Have you ever caught your child red-handed, getting into the cookies when they were told not to because dinner would be ready in 20 minutes? As you stand there in anger and disbelief, you are befuddled by what you are seeing. But even as you see it happening, your kid tries to deny the crime. Really? We have all been there. But what about when it is your spouse denying a particular behavior that you just witnessed? You may think, “They are an adult and there is no excuse for their lying!”
When your mate, or you for that matter, deny a hurtful behavior rather than own up to it, new bricks are added to the existing wall between you. As a matter of fact, there may even be times when you deny their behavior that you know they are guilty of because you may feel that pretending that everything is OK is easier than facing the reality that their behavior wounded you.
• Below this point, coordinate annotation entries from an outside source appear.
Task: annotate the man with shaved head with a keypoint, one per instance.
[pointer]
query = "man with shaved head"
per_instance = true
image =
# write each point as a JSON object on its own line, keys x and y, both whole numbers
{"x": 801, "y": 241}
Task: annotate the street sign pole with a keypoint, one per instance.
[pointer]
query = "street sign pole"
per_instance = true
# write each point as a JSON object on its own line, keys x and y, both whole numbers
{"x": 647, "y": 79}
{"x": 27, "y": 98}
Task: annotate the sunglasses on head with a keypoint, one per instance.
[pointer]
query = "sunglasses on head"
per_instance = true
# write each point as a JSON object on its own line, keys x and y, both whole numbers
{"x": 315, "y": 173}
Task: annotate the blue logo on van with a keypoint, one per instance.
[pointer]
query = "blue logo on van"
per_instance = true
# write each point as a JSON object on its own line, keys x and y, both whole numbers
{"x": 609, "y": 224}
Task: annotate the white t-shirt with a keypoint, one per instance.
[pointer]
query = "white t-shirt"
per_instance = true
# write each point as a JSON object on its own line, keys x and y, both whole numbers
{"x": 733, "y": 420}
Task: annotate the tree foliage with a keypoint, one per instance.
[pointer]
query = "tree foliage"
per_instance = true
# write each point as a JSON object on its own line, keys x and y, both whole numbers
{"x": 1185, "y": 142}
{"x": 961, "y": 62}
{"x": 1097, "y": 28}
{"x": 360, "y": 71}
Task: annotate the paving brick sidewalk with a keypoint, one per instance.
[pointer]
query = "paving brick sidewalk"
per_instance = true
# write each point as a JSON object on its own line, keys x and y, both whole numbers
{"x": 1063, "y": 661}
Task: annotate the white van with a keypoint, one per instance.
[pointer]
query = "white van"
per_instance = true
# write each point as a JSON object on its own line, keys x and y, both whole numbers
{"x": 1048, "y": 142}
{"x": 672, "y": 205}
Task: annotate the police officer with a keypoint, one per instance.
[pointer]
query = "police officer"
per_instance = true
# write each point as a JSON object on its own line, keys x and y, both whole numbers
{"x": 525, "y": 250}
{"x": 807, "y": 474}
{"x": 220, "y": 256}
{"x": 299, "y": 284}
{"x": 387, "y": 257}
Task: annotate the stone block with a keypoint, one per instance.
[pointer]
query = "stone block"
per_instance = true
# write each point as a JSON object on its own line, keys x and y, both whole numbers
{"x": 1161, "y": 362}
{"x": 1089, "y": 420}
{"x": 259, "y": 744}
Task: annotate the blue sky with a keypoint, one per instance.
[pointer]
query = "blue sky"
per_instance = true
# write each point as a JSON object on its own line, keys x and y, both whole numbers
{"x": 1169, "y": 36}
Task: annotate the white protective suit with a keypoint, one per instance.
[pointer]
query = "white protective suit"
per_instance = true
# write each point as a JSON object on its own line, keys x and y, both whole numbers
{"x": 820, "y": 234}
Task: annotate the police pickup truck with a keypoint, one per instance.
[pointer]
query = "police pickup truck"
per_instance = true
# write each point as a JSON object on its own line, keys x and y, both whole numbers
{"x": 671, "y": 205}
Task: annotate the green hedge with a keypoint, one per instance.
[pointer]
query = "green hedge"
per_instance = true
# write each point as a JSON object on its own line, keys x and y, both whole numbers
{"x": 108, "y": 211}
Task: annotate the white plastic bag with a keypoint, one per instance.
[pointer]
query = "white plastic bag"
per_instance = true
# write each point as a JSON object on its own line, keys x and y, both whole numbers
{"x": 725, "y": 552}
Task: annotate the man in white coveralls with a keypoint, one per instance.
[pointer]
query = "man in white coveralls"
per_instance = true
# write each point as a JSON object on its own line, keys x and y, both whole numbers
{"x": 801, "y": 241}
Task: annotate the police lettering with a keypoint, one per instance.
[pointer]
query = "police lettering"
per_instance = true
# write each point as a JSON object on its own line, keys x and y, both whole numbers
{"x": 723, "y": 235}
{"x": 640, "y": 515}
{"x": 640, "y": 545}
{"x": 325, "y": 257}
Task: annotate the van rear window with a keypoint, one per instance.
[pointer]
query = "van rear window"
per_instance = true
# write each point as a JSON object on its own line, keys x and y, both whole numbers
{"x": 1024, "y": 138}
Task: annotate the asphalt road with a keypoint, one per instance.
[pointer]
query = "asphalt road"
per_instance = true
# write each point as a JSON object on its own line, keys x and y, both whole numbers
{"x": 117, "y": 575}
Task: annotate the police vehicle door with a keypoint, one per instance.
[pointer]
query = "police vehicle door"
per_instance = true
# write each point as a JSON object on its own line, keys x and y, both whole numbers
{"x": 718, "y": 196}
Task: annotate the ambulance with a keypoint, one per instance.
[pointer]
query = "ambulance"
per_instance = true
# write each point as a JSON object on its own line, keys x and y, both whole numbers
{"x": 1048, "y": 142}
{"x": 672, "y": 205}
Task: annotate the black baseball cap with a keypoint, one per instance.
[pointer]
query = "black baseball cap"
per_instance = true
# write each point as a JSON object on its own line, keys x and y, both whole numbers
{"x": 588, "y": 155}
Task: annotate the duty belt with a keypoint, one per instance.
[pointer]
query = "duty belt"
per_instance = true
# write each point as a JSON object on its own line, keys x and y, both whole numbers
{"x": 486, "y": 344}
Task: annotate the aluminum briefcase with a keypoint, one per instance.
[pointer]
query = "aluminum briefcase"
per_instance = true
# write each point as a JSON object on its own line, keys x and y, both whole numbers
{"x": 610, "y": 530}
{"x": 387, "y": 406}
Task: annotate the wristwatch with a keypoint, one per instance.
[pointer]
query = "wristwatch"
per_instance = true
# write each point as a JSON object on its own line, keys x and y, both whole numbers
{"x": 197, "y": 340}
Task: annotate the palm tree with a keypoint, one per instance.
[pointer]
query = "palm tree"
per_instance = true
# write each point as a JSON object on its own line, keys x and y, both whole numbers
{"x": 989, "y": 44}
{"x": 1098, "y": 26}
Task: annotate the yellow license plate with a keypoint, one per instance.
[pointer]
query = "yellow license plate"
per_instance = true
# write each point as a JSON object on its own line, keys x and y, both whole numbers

Denial of the truth is one of the quickest ways to reinforce walls and create distance in a couple’s relationship. At the same time, admitting our mistakes and honestly owning them are ways that will expedite the melting of ice cold walls between you and the other person.
You see, while we often fear that admitting to a hurtful behavior will make us appear weak and diminished, it actually leads to the exact opposite – creating respect and closeness. Someone once said, “If you’re going to lay an egg, at least stand back and admire it.” We all lay our share of eggs. So, let’s own them and admire them with someone who loves us.